J’ai revu ce matin les images des buts du match amical Russie-Belgique, disputé mardi soir, à Sotchi. En redécouvrant celles du 2ème but russe (qui amène le 2-3 au marquoir), je n’ai pu m’empêcher de penser à un copain de classe à l’école primaire.

Ce gamin était sans doute, comme Alain Juppé le fut chez les gaullistes français, le meilleur d’entre nous mais il souffrait d’un cruel manque de concentration. Lorsque nous étions soumis à une dictée de 30 lignes, vous pouviez être sûr qu’il ne commettrait aucune faute dans les 25 premières mais l’instit en découvrait facilement trois ou quatre dans les 5 dernières.

A un moment donné, l’esprit de mon camarade s’évadait par la fenêtre de la classe et son travail s’en trouvait bâclé.

Avec Moussala Dembélé, c’est la même chose. Voilà un joueur talenteux, sans doute le meilleur manieur de ballon des Diables, peut-être encore plus doué dans cet exercice qu’Eden Hazard mais dont l’esprit, à un moment ou à un autre de la rencontre, se met à battre la campagne.

Comment expliquer autrement le fait qu’en cette 74e minute, il se soit mis à penser à autre chose qu’à jouer au football, s’arrêtant en plein rond central, se mettant soudain à bayer aux corneilles. Cela n’aurait pas prêté à conséquence s’il n’avait eu le ballon dans les pieds. Son moment de rêverie fut mis à profit par un Russe pour lui piquer le cuir et trois secondes plus tard, c’était but.

Je me souviens que certains journalistes (flamands surtout) reprochaient à Daniel Van Buyten, formidable défenseur s’il en fut, de commettre une grosse bourde, souvent fatale, par match. Avec Dembélé, c’est pareil et pourtant ce n’est pas la même chose. Chez Van Buyten, on pouvait parler de maladresse, chez le Diable rouge de Tottenham, c’est de nonchalance qu’il s’agit.

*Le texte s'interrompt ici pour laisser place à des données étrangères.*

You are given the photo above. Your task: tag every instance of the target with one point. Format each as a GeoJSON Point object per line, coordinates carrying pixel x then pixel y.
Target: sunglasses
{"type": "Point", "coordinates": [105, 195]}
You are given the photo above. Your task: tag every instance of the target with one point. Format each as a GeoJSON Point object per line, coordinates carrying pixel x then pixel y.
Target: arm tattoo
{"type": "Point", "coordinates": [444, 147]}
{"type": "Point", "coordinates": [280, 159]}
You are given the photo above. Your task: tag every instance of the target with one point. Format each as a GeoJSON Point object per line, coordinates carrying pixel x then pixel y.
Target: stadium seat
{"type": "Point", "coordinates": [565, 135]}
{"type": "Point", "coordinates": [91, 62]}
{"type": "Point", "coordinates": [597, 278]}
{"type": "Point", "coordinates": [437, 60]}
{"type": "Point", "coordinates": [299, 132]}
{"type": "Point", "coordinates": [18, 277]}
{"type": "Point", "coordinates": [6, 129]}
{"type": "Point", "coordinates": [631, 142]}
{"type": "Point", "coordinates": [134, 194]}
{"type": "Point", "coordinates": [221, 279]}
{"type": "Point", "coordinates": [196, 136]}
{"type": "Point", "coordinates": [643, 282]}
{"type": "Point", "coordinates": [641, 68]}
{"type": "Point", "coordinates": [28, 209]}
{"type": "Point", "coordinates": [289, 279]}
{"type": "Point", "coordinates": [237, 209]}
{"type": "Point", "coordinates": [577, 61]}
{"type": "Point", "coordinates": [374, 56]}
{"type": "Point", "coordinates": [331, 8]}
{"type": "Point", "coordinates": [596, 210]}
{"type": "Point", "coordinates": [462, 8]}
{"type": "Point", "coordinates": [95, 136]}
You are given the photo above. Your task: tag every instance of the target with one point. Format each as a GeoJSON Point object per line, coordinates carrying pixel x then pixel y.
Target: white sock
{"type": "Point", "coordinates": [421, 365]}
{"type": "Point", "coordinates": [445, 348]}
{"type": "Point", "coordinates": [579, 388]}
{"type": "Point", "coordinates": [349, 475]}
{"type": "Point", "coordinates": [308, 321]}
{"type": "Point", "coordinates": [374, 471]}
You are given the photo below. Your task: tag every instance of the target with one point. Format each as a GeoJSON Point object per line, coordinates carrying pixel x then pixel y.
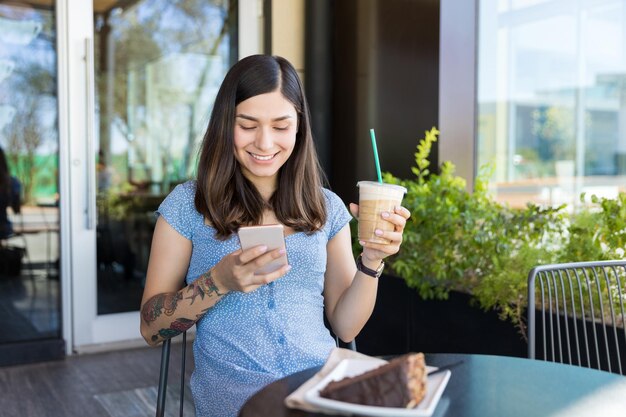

Pourtant, on le croyait débarrassé de ce travers. Samedi, contre la Grèce, c’est sa montée au jeu qui a donné un peu de liant aux attaques belges, qui a remis l’équipe dans le bon sens et il n’est sans doute pas étranger au fait que les Diables aient fini par égaliser. Mardi, à Sotchi, il fut quasi souverain mais, hélas, il n’a pu échapper à son péché mignon.

C’est sans doute à des détails comme ceux-là qu’on établit la différence entre les très bons joueurs et les vraies stars du ballon rond, performantes et tout à leur ouvrage nonante minutes durant.